The film features Dr Saishrien Rasen in the surgery unit, Dr Yenziwe Ngema in orthopaedics, Dr Wanele Ganya in paediatrics, Dr Amy Salvesen in emergency medicines and Dr Lourens Wahl in casualty.

“With very little director’s influence from my side as I wanted to produce an unadulterated film, showing things the way they truly are.

“The main focus was to show the race against time for these doctors and how working 30-hour shifts impacts their mood, performance, stress and anxiety levels and personal safety,” he said.

The doctors were willing to participate in the documentary because they wanted to not only lead the charge in addressing the long working hours, “but to also shed light on the psychology behind the plight of junior doctors, and to bring to the fore other issues that too need to be addressed, such as the shortage of medical personnel and the HIV dangers they face”.

The documentary also drew the interest of Pharma Dynamics, a Cape Town-based generic pharmaceutical firm, who with the support from the SA Medical Association (Sama), the KwaZulu-Natal Film Commission, funded the film.

Pharma Dynamics spokeswoman Mariska van Aswegen described junior doctors as the “hard-working backbone and future of South Africa’s health-care system and more should be done to ensure safer working conditions”.

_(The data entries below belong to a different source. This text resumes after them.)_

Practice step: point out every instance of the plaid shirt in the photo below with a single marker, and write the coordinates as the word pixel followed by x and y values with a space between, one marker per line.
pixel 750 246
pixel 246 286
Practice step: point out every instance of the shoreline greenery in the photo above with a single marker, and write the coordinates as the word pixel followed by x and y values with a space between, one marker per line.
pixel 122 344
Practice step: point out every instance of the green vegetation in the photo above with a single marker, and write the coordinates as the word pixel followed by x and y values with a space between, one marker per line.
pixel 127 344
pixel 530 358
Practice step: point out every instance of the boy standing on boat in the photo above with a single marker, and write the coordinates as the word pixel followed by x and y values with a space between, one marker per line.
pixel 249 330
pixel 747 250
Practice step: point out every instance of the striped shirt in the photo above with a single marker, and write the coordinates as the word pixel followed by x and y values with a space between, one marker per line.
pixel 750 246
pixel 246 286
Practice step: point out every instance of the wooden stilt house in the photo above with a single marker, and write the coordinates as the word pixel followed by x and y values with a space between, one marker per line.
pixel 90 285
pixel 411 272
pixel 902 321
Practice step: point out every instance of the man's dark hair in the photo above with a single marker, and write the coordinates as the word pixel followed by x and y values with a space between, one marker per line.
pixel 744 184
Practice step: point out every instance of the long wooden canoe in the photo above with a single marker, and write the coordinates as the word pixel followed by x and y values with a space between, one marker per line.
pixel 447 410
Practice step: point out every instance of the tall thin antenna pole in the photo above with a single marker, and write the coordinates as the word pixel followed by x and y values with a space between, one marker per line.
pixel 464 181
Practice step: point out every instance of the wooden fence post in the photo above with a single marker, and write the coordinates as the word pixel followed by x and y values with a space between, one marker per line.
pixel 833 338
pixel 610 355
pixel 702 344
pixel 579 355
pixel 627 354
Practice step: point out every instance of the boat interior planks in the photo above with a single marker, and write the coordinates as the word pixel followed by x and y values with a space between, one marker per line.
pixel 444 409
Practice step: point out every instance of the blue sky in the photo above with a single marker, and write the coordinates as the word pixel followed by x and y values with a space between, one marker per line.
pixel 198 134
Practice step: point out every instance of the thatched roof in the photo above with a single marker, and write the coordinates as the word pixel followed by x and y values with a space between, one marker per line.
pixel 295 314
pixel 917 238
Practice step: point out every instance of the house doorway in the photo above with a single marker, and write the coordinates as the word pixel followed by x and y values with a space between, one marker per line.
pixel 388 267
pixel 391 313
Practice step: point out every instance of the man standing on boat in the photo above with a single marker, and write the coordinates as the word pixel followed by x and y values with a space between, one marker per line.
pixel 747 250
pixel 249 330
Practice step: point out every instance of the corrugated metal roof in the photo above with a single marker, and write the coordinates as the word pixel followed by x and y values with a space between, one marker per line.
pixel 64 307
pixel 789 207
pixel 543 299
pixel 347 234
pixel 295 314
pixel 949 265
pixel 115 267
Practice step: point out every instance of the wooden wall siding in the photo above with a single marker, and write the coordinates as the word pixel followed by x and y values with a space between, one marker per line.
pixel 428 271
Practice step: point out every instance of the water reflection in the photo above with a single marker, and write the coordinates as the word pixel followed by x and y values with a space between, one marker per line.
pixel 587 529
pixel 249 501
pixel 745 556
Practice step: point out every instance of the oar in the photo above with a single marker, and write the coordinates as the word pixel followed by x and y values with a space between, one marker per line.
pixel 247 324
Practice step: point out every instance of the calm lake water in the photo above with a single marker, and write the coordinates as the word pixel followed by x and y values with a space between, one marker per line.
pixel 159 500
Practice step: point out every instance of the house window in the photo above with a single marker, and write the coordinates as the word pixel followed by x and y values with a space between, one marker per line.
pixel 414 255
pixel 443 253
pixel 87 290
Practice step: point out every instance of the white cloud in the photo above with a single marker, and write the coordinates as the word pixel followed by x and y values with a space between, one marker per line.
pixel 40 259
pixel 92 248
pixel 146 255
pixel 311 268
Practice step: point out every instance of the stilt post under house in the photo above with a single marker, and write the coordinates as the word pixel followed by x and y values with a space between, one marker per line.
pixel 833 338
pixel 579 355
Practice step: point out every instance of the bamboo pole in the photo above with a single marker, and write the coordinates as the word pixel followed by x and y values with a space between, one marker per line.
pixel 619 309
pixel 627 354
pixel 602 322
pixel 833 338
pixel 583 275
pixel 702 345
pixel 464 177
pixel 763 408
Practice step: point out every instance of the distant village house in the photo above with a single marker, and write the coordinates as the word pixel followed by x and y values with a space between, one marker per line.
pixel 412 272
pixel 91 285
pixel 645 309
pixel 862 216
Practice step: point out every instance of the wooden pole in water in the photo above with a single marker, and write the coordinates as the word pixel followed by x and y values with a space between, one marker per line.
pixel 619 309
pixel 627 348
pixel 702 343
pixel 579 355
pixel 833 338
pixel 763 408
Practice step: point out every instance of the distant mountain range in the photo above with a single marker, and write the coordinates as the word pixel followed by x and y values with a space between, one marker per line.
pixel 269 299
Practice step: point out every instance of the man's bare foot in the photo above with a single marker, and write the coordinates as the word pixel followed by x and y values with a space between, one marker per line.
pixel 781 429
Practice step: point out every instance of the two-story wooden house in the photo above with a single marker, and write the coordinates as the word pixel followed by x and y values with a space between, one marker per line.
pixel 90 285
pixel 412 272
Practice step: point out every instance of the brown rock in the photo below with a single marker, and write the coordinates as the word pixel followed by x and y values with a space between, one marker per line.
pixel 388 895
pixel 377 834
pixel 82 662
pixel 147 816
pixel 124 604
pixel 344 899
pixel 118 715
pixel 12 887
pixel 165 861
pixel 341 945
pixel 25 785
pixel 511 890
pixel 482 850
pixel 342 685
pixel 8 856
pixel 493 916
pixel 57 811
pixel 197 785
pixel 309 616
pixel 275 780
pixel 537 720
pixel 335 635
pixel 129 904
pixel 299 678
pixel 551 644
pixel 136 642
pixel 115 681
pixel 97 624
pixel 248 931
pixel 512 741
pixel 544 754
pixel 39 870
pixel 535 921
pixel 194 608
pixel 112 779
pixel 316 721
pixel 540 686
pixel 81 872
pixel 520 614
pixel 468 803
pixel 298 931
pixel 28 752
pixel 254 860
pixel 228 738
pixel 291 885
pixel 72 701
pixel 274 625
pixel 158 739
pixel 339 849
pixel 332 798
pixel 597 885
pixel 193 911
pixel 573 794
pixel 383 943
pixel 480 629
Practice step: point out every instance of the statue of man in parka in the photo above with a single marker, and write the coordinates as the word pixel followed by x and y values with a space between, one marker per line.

“With each passing year, junior doctors are given more responsibility. Working long and anti-social hours causes physical, mental and emotional exhaustion, which often puts doctors (and their patients) in perilous situations.

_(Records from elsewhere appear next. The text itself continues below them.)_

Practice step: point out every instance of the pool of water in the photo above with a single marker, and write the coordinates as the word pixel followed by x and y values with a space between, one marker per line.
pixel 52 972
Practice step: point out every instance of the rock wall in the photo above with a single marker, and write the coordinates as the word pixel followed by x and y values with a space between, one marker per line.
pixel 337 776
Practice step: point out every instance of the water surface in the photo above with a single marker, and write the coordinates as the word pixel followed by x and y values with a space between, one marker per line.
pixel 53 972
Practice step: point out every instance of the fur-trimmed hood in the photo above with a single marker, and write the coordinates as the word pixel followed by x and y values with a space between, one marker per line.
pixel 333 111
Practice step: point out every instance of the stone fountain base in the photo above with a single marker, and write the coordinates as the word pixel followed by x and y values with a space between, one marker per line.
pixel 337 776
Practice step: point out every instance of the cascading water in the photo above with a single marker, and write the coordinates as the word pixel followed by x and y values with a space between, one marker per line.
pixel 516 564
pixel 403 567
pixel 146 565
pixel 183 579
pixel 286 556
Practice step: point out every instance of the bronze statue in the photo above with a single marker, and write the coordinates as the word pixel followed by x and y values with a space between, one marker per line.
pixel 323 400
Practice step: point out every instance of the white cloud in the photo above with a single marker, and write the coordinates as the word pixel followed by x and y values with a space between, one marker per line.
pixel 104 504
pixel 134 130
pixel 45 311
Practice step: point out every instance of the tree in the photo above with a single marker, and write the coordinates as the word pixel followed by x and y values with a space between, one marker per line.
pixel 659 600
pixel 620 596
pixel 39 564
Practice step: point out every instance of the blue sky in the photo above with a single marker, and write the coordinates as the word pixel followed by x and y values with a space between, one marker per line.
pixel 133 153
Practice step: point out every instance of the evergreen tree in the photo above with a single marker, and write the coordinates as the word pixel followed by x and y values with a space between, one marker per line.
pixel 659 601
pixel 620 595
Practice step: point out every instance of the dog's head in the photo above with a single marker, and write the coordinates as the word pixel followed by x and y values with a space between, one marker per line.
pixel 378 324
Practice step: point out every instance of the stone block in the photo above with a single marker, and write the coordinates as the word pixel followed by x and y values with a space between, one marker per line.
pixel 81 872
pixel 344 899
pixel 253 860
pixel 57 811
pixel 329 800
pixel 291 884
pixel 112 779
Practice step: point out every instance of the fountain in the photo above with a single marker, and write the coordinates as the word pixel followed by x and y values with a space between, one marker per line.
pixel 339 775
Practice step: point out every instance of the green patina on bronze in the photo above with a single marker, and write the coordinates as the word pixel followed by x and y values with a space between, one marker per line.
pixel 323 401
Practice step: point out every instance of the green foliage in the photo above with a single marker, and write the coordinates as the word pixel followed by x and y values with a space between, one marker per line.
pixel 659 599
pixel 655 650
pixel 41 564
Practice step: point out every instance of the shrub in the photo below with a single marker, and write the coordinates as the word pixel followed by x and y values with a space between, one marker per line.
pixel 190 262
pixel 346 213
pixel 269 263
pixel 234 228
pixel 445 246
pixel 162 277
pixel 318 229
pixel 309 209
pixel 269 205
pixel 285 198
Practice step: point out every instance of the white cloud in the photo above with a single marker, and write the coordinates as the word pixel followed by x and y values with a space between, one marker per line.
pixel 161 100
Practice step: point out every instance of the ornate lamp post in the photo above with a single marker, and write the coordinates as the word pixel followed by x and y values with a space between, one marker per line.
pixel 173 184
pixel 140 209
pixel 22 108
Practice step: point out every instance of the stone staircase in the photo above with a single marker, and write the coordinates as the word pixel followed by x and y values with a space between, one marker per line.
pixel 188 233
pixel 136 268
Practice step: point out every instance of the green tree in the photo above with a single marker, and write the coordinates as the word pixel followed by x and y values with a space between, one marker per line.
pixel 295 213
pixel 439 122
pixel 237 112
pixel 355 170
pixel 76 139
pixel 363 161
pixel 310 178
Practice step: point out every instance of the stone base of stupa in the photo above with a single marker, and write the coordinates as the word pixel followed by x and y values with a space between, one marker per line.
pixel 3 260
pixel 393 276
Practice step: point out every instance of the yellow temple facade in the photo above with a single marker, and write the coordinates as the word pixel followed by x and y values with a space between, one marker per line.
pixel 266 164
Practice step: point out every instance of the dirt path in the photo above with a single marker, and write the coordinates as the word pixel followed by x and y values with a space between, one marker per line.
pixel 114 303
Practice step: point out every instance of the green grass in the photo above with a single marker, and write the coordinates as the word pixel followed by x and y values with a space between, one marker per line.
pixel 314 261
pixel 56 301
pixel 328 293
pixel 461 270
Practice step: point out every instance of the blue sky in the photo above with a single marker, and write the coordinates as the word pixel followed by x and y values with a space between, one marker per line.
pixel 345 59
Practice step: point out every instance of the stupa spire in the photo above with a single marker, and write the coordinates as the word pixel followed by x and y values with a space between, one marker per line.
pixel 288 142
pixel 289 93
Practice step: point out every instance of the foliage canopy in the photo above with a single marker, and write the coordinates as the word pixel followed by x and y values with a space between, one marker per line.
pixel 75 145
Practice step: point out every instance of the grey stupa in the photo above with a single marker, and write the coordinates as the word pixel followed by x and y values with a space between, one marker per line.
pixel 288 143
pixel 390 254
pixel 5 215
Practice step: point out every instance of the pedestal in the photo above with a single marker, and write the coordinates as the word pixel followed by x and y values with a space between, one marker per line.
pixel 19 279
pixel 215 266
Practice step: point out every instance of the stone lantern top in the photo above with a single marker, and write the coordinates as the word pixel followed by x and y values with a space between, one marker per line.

“One can understand the anger and frustration felt by many junior doctors at this time and hopefully the film will encourage other legislatures to follow in the footsteps of the Western Cape's recent decision to reduce the working hours of health-care professionals in the province from 30-hour shifts to 24-hour calls,” she said.

Doctors’ long working hours came under the spotlight after the death of a Cape Town medical intern, Ilne Markwat, in a car crash in June.

She hit a barrier before hitting two other cars on the N1 after a 26-hour shift at Paarl Hospital.

The provincial Department of Health has since reduced the doctor shifts from 30 hours to 24 hours, while the HPCSA has also limited shifts to reduced the hours to 26 hours.